Here’s an interesting opinion about one reason medical malpractice insurance premiums are so high. This is from one of the contributors to the Huffington Post:
In 1945, Congress gave the massively powerful insurance industry an astonishing gift. It bestowed on them the freedom to do what would be illegal in every other industry (save, strangely, Major League Baseball) — fix-prices, collude and practice anti-competitive behavior. Now there’s a movement afoot to repeal this extraordinary law, called the McCarran-Ferguson Act, which Senate Majority Leader Harry Reid (D-NV) testified recently, “has been damaging to the American economy.”
All this begs an important question, though — did no one notice before? Was this extraordinary privilege, granted over 60 years ago, buried in an obscure volume of the federal code that we are just now discovering? Well, no. Actually, consumer advocates have been noticing it for a long time. Clearly, it’s taken the movement to reform health care to finally put it on people’s radar. But the lack of notice until now hasn’t been for lack of trying.

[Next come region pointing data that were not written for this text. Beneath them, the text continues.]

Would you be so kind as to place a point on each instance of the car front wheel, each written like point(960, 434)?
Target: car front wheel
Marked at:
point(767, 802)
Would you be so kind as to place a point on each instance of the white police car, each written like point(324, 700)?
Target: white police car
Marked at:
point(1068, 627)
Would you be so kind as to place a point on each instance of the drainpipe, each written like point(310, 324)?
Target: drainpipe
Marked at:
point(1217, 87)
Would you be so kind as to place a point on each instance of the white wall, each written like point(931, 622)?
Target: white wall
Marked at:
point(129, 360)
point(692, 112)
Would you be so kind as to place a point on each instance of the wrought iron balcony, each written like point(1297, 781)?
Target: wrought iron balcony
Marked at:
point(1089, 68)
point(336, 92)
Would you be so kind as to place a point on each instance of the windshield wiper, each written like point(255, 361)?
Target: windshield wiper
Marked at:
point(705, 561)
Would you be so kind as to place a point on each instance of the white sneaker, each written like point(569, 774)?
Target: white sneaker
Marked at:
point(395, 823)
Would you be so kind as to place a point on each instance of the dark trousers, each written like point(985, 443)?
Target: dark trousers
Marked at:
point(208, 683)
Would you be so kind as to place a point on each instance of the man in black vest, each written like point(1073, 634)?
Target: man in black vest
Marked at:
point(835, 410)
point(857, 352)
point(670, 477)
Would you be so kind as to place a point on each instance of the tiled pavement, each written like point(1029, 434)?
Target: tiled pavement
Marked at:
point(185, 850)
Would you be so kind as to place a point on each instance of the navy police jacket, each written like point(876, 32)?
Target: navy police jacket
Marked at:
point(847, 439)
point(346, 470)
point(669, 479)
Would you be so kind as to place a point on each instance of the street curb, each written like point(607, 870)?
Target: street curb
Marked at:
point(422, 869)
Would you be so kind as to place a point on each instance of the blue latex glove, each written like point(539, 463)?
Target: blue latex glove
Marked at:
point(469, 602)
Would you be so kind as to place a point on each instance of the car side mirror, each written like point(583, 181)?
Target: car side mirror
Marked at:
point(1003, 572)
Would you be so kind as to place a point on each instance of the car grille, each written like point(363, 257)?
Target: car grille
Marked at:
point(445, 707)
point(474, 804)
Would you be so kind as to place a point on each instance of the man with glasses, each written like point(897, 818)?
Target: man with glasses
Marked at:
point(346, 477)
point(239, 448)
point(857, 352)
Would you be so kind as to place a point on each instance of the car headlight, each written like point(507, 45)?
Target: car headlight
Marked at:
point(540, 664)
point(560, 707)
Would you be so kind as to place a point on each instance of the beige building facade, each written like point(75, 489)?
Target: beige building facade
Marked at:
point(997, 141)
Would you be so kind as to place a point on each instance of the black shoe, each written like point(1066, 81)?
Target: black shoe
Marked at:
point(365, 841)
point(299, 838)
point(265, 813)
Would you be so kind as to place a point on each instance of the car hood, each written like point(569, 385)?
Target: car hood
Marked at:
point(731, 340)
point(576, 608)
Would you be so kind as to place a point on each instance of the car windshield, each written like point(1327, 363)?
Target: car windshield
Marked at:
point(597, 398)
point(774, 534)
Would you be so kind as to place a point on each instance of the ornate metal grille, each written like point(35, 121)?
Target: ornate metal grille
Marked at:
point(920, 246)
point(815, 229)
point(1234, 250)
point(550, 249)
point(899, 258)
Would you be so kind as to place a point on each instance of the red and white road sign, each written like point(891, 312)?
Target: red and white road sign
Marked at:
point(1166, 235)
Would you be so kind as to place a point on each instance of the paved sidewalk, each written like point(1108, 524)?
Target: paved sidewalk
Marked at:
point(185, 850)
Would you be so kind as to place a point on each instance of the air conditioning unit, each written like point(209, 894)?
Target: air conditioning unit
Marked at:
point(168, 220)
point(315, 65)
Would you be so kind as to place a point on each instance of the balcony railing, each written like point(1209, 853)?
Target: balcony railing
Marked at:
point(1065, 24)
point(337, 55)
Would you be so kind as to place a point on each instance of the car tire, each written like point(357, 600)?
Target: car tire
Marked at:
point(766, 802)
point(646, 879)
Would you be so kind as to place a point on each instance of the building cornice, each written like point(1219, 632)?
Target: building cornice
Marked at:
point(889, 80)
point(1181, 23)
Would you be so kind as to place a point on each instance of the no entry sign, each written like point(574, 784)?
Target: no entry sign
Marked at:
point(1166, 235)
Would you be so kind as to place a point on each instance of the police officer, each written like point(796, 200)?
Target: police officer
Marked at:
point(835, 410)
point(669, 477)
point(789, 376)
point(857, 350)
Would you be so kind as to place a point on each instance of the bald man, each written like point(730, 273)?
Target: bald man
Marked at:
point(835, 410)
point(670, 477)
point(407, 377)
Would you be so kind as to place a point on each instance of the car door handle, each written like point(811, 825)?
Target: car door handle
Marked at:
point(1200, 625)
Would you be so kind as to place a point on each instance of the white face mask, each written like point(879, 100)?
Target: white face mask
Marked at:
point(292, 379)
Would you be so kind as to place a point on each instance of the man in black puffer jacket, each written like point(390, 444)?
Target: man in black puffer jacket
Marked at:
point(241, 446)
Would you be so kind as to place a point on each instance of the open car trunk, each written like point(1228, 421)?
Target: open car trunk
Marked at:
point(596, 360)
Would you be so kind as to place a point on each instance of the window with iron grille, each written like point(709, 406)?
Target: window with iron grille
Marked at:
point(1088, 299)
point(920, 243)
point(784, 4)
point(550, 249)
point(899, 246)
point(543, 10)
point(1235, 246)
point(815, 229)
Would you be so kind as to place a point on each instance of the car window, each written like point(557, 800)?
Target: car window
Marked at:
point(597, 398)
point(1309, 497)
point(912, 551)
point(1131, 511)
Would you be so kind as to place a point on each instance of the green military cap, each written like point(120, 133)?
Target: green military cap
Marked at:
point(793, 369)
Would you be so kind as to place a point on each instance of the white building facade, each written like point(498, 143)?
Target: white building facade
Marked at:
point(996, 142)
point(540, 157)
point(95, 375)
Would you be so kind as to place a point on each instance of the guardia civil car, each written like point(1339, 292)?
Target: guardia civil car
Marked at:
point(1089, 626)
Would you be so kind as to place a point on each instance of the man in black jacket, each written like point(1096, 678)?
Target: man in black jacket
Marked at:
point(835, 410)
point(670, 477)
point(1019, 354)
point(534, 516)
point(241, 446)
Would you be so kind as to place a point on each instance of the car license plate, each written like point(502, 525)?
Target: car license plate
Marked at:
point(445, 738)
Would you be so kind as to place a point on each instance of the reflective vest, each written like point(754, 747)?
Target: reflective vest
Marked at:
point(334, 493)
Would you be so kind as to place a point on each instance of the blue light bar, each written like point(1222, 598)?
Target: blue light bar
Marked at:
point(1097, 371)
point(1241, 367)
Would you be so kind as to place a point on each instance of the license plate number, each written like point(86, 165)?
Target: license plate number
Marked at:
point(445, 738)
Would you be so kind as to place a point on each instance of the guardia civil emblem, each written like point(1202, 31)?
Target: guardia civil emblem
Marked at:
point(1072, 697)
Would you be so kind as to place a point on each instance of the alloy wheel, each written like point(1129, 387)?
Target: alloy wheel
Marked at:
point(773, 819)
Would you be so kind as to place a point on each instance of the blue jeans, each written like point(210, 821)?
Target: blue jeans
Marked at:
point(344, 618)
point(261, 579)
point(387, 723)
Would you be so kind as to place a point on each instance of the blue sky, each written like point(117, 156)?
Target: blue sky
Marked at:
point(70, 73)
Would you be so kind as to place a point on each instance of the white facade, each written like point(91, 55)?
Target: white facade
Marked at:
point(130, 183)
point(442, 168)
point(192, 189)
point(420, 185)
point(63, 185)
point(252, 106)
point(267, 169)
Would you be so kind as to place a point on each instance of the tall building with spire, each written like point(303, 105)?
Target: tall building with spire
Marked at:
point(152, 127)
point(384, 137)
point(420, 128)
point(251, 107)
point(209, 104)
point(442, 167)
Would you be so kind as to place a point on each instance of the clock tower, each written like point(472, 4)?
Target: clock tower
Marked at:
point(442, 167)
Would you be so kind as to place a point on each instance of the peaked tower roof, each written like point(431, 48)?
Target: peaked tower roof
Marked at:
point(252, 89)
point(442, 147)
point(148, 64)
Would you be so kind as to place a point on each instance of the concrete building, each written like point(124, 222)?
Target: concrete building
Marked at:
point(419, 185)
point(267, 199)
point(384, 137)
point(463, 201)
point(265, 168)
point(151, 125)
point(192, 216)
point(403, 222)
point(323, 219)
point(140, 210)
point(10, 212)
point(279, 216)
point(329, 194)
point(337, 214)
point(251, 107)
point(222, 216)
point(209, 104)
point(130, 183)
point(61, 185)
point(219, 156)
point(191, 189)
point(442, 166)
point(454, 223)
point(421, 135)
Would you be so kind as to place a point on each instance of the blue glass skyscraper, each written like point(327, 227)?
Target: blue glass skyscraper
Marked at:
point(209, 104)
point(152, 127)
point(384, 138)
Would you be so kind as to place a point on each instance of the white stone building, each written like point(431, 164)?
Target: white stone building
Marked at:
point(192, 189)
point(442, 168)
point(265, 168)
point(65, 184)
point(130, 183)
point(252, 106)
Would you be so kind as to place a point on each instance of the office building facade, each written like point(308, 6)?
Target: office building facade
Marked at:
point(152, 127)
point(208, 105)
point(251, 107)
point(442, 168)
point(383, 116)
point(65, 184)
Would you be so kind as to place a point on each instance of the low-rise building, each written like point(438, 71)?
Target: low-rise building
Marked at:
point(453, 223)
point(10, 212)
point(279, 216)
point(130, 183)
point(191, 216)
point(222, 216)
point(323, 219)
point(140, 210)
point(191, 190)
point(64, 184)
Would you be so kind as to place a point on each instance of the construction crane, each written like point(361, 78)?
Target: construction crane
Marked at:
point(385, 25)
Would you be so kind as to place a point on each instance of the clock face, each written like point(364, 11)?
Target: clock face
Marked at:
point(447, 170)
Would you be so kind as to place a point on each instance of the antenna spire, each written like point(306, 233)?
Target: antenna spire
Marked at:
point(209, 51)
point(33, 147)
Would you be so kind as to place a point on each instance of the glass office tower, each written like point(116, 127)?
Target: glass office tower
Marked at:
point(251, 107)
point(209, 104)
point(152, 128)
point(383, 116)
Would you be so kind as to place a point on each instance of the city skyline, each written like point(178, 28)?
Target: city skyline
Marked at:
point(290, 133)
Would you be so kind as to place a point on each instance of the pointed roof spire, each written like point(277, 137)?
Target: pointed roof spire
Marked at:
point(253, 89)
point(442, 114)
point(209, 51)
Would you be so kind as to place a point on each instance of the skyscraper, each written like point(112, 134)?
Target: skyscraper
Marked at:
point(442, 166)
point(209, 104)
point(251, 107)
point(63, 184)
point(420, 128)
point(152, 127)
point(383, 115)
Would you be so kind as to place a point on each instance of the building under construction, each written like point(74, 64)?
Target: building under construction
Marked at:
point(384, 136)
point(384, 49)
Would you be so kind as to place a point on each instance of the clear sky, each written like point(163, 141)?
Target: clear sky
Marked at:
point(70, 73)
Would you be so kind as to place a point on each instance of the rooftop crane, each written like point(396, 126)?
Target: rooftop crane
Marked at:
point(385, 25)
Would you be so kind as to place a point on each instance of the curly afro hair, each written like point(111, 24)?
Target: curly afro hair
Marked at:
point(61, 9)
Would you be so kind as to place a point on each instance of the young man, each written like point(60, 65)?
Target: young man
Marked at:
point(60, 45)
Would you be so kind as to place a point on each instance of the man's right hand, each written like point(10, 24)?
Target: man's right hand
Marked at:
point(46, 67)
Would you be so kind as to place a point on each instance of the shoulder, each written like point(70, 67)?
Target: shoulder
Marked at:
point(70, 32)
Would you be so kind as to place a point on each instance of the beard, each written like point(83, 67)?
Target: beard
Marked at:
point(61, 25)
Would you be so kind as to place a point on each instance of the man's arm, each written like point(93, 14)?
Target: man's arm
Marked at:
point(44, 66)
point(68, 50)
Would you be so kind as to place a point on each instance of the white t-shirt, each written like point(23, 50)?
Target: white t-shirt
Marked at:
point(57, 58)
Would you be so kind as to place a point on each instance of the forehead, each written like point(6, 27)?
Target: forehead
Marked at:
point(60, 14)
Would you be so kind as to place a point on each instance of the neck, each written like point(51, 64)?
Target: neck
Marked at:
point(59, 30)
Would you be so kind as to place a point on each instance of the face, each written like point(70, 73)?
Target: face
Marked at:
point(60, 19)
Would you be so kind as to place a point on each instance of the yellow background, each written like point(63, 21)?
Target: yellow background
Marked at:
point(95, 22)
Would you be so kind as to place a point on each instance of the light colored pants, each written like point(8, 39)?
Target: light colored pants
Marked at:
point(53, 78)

Laws to repeal this anti-trust exemption have been introduced in every Congress for many years. The industry has fought back every time and nothing was ever really accomplished — until now. Now that affordable health insurance has become the driving force behind repeal of this law, it’s getting somewhere. Bills exist in both Houses of Congress and are beginning to be reported out of committee faster than you can say “price-fix.”
But the McCarran-Ferguson Act covers a few different sectors of the insurance industry, and health is just one of them. Another significant sector is property/casualty. That’s the sector that covers all liability insurance — your auto insurance, homeowners policies, and commercial lines, as well. The insurance that doctors purchase to cover medical malpractice is part of this property/casualty sector.
For years now, doctors have been screaming about their medical malpractice insurance rates. But organized medicine and insurance executives always blame everyone else for charging doctors’ exorbitant rates. They especially like to point the finger at judges, juries, and injured patients, blaming them for insurers’ decisions to raise rates even though claims and payouts have dropped like a rock over the last several years. That doesn’t seem to matter. They still tell lawmakers that the only way to bring rates under control is to strip away patients’ rights to go to court.
We are hearing about that now, as the push for so-called “tort reform” has become part of the health care discussion. Sick and injured patients, after all, are the perfect insurance industry scapegoats. Even President Obama is talking about it, directing HHS to set up a panel to explore “tort reform” ideas, which met for the first time on October 26. But consumer advocates have always known that limiting the legal rights of patients is no answer, and that the insurance industry itself is responsible for the price-gouging of doctors. The anti-trust exemption, which leads to skyrocketing rates and profiteering within the property/casualty insurance sector, allows this to happen.
It’s fascinating to watch the insurance industry try to justify 60 years of anti-competitive behavior. The medical malpractice insurers are doing their best, that’s for sure. They want medical malpractice “removed from the bill,” according to insurance lobbyist Larry Smarr, president of the Physician Insurers Association of America, who testified that “market conduct abuses” never happen in the medical liability industry, and that repealing the most anti-competitive law in the nation would, in his words, “undermine competition.”
Whatever their tactic and latest form of utterly absurd double speak, it’s crucial that when Congress does repeal the McCarran-Ferguson Act, the medical malpractice industry is not left out. The Consumer Federation of America predicts that repealing this law for medical malpractice insurers could result in a 20 percent insurance savings for doctors.
Let’s finally see what happens once the industry is prevented from colluding and price-fixing, once insurer-supported “rate bureaus” that tell insurers what rates to charge are outlawed, and when the pressure to take away the right of injured patients is diminished. Maybe, finally, people will understand that it’s not only unfair, but also ineffective, to try to reform insurance abuses on the backs of malpractice victims. When it comes to real health care reform, that seems like a good place to start.